Its primary focus was creating a safe, open environment to discuss self care methods and coping with the pandemic and recent global unrest through a series of speakers who were each effected by domestic violence in their lives.
One speaker said that the protests over George Floyd’s wrongful death and hearing the phrase “I can’t breathe” had mentally brought her back to when she was being grabbed by the neck from her own attacker, as she had said the phrase many times in desperation as well.
“It came back to me, I remembered when I couldn’t breathe,” said the woman, whose name the Bronx Times is withholding to keep her identity anonymous.
That speaker also called on the formation of a pro bono therapist group to be on call for triggering scenarios such as hers.
Emotional safety was also discussed as one speaker talked about literally redoing her apartment with a relaxation space in addition to joining prayer groups and keep a reflection journal.
“One thing I’ve noticed a lot of us have a hard time with is we take blame,” the speaker said.
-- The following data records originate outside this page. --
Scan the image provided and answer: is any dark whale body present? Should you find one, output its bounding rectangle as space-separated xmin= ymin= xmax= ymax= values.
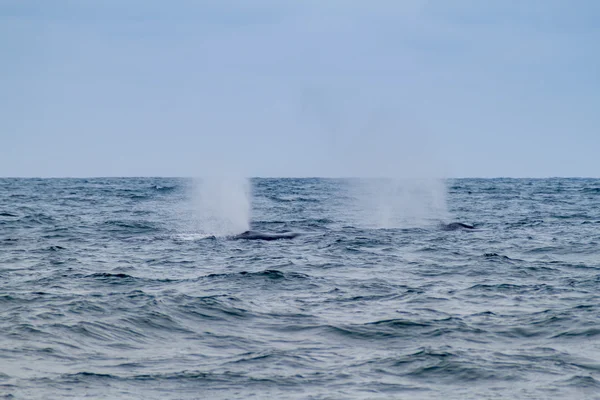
xmin=442 ymin=222 xmax=475 ymax=231
xmin=233 ymin=231 xmax=300 ymax=240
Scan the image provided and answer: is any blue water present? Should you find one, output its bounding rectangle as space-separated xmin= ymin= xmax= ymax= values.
xmin=0 ymin=178 xmax=600 ymax=399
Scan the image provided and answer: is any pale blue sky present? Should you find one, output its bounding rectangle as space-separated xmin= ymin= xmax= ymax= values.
xmin=0 ymin=0 xmax=600 ymax=177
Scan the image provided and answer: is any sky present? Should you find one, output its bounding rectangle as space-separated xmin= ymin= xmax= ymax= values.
xmin=0 ymin=0 xmax=600 ymax=178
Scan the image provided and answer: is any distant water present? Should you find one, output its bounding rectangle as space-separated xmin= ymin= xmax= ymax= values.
xmin=0 ymin=178 xmax=600 ymax=399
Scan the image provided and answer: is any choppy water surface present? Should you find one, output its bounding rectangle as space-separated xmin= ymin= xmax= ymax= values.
xmin=0 ymin=178 xmax=600 ymax=399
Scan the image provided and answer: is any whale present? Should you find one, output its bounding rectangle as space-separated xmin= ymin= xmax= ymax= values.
xmin=441 ymin=222 xmax=476 ymax=231
xmin=233 ymin=231 xmax=300 ymax=240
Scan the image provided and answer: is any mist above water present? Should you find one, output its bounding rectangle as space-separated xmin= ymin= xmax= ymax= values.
xmin=304 ymin=90 xmax=449 ymax=228
xmin=349 ymin=178 xmax=449 ymax=228
xmin=186 ymin=176 xmax=252 ymax=236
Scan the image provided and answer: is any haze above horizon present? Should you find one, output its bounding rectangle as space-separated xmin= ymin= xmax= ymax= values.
xmin=0 ymin=0 xmax=600 ymax=178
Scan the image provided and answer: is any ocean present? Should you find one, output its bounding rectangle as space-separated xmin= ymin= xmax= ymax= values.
xmin=0 ymin=178 xmax=600 ymax=400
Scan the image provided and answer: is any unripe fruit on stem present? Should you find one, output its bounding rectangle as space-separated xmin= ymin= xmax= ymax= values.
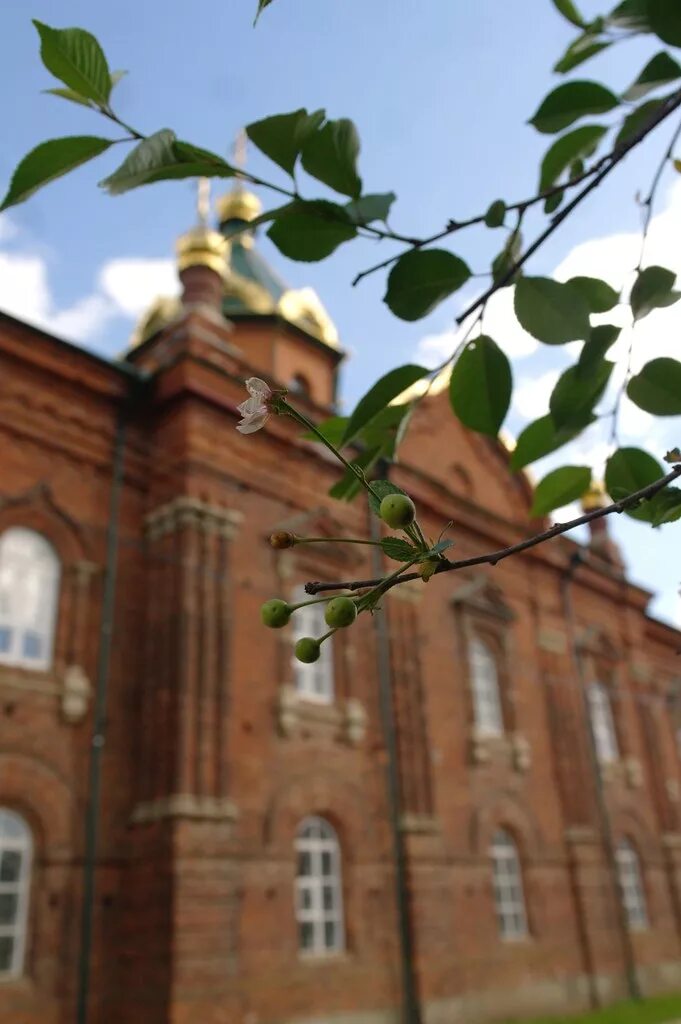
xmin=260 ymin=597 xmax=291 ymax=630
xmin=294 ymin=637 xmax=320 ymax=665
xmin=269 ymin=529 xmax=296 ymax=551
xmin=324 ymin=597 xmax=357 ymax=630
xmin=379 ymin=495 xmax=416 ymax=529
She also discussed accountability and not blaming one’s self for how scenarios unraveled in harmful situations.
Another speaker who lived in supportive housing discussed how the Coronavirus pandemic effected and ultimately limited services given to survivors of domestic abuse in her facility.
Specifically, support groups had been put on hold along with a lack of access to behavioral health counselors who are usually on a 24/7 standby.
Additionally, she said many tenants that were unable to leave their residences couldn’t access a free meal program within the supportive housing.
Furthermore, that same speaker noted it is especially important for survivors of domestic abuse to have a permanent residence for not only mental health reasons, but also for safety and security.
Other advocates in support of domestic violence victims also discussed support programs and hotlines that had remained active throughout the pandemic, also addressing the issue of permanent housing and how difficult it has been to secure it for those in need over the past months.
Some also questioned as to why there is a different criteria for domestic violence shelters as there is for homeless shelters, which experts this is a matter of funding differences done at both a city and a state level.
It was also explained that domestic violence shelters are more focused towards safety, while homeless shelters are intended more for residential services.
The legality aspect of domestic violence was also discussed as advocates told of ways that victims are often manipulated into crime and addictions, adding that new methods should be put in place to protect those who were victimized from a legal standpoint.
Editor’s note: In confidentiality, The Bronx Times Reporter has kept the identity of those who spoke at the meeting anonymous.